Bonanza: The Official First Season, Vols. 1 & 2

When Bonanza debuted on NBC in 1959, the show didn’t appear to be on track to run for 14 years, let alone to finish in the top five in the Nielsen ratings for nine years straight. Scheduled opposite the Saturday night powerhouse Perry Mason, Bonanza looked like just another TV western, at a time when the tube was packed with them. Its main distinguishing feature was that it was in color. But Bonanza hung in, and grew on audiences thanks to well-delineated characters and a premise that allowed for a wider range of stories than the usual cowboy fare. Set on a big Nevada ranch near a silver-mining boomtown, Bonanza starred Lorne Greene as thrice-widowed entrepreneur Ben Cartwright, working his property alongside his three grown sons: shrewd, steely Adam (played by Pernell Roberts), big-hearted brute Hoss (Dan Blocker), and hotheaded dandy Little Joe (Michael Landon). These weren’t unruly frontiersman; they were worldly fellows living on a well-appointed estate, and dealing with sibling rivalry, romance, and the vicissitudes of big business. Bonanza quickly became less of a western than a corporate melodrama with sidearms.

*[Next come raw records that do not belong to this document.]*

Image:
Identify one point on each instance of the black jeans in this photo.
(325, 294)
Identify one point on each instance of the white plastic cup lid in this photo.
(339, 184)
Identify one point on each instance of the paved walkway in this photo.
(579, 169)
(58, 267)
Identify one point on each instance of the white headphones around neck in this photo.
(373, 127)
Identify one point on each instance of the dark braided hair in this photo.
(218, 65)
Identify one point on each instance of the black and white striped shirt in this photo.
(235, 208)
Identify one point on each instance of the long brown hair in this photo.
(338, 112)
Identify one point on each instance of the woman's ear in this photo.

Bonanza’s first season isn’t as strong as what would come later, when the production loosened up a little and allowed some talented writers and directors to leave their mark. (None other than Robert Altman helmed eight fine episodes in the second season.) Bonanza always offered a “prop department” version of the old west, where even the dirt in the streets looked clean, and people could gun each other down with no blood or regrets. And in the early going the show was especially stiff, with the characters wearing their motivations and emotions right on their faces. (Landon would look doe-eyed, Blocker confused, and so on.) Yet even from the beginning the Cartwright clan was an easy bunch to spend time with, as they lounged around their elegant ranch house, eating meals prepared by their skilled Chinese cook. And season one introduced the themes that would continue to define the show: primarily the conflict between the rapaciousness of industry and the more sophisticated, humane kind of progress represented by the Cartwrights. Bonanza won over TV fans the way the Cartwrights swayed their reluctant neighbors: by representing the kind of dogged, un-splashy quality that endures.

Key features: A 1952 anthology series episode that helped inspire the show, plus multiple interviews with producer David Dortort.